Pacheco believes that cultural elitism and class conflict, "the elephant in the room that nobody talks about" , is something permanent, persistent and daily that marks everything: the jobs we have, the houses we live in, friends that we cultivate and "the relationships we have left behind," and that it is not necessary to go to an exotic setting (such as Return to Brideshead or the private school of the Elite series) to portray it. "I have found a much more natural reflection of that conflict in the books of Sally Rooney and Elena Ferrante." In her case, that class gap that caused her to leave environments and people behind is " a small trauma , a wound in which I reunite with myself, something that I will never separate anymore."
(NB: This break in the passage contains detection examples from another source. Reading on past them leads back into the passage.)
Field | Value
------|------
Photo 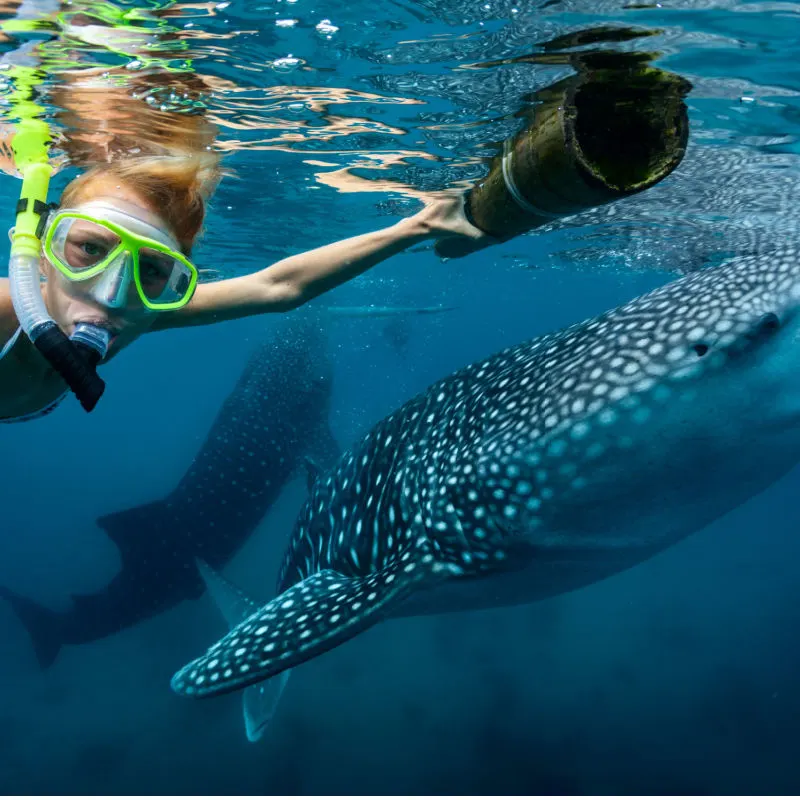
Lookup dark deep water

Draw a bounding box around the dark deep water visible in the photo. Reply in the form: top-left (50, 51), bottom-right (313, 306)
top-left (0, 0), bottom-right (800, 794)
Another of the illusions that turns into bitter disappointment is the university, seen as a guarantee of social lift and promise of a prosperous life. « The university has been a great disappointment for us and also for our parents , who no longer even understand the professions to which we work because they did not exist before. Precariousness has made even the language change. I studied Journalism and when I explain to my mother that I dedicate myself to collaborations at 80 euros paid in 90 days, she does not understand. They placed so much hope in our studies that I believe that for them, at least, our present is shocking . What they feel for us is compassion.

Ready, beautiful, clean is set in 2011, in the midst of crisis, and is written by an author born in the 90s. In these two coordinates lies a good part of its value, in portraying that generation of which almost everyone speaks without belong to her, the millennial . «We are accused of being conformist, but it is difficult to live in this vital precariousness. People are not aware of what it means to change houses every three years because they raise your rent. I am now 28 years old and despite the publication of the novel I am living one of the most precarious moments of my life. We charge less than when we enter the labor market, we do not improve, there is not even a linearity. Every two or three years we restart everything: work, relationships ... That leads us to forced infantilism.